Discussions in the ad-technology sphere can quickly go into the weeds, where you’ll find a DSP arguing with another DSP over whose RTB is really RTB. But how does a marketer make sense of the incredibly complex landscape represented by Luma Partners’ Terry Kawaja’s famous ecosystem slide?

 

“It can be a little bit intimidating,” admitted Marleta Ross, director of global prepaid interactive at American Express, during a talk at yesterday’s IAB Networks & Exchanges conference. “I put the onus on the tech providers to explain.”

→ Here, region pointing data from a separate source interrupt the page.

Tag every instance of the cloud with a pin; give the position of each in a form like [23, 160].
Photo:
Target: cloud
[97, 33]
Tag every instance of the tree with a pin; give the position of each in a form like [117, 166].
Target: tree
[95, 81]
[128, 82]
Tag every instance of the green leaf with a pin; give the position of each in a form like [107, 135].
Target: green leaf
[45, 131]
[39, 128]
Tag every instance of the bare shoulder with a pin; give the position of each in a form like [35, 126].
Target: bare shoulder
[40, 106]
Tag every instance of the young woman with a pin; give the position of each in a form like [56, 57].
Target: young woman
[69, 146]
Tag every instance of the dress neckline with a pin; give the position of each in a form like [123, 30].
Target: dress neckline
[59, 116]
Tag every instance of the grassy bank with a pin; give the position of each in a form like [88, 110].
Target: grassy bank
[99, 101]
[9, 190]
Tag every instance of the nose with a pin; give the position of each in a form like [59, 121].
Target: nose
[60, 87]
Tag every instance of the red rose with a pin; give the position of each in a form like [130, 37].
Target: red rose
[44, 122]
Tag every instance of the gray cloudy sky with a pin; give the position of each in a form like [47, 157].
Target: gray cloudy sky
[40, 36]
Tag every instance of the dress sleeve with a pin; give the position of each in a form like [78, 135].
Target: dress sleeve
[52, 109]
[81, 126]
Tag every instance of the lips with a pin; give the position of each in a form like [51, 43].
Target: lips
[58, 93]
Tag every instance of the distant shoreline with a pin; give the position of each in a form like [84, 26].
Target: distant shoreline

That’s a problem for a marketer with a million things to do other than meet with the latest and greatest ad tech vendor in an overcrowded space. Ross painted a picture of clients that don’t fully trust their agencies to fulfill the role of arbiter but at the same time reluctant to fully wade into the messy world of cobbling together tools that often, to be fair, sound like they do the exact same thing. What’s more, audience targeting through exchanges is the current bright shiny object but there remains the issue of it delivering the scale a marketer like AmEx needs.
The key for a marketer, Ross said, is to stay focused on big strategic goals. In her case, it’s the sale of prepaid cards to a wide audience. The tools have changed, she said, the goal hasn’t. Yet often, ad-tech providers aren’t focused on exactly how they can help her achieve her goals better or more cheaply. “Remember what my objective is,” she advised.
Internet marketers are faced with a quick-changing ad-tech space that still has trouble nailing basics, such as attribution and the value of data. On the latter, Ross values her own data the most and hasn’t found third-party data sources worth the cost. Retargeting, a hot area in ad tech, works great, she said, only there’s a nagging problem. “How many of these customers would have come to me anyway?” she said.
The other issue Ross returned to several times is the complexity of the landscape. It is on the one hand a sign of the digital marketing world’s dynamism but on the other the source of many headaches for marketers. The agency, Ross said, should be the one to sort through this, although she said agencies tend to have their own relationships with providers. The bigger problem is sorting out just what one company does that’s different from another.
“It appears everyone is starting from scratch and doing the same thing,” she said. “I have a tough time finding the differentiation.”
That’s no surprise in a space where, at last count on the Kawaja slide, there were 12 logos each in the ad verification and DSP buckets. There are clearly more companies out there than the market truly needs, creating an excess of confusion.
“It seems like you look just like this one, then it’s everyone grabbing for share,” Ross said.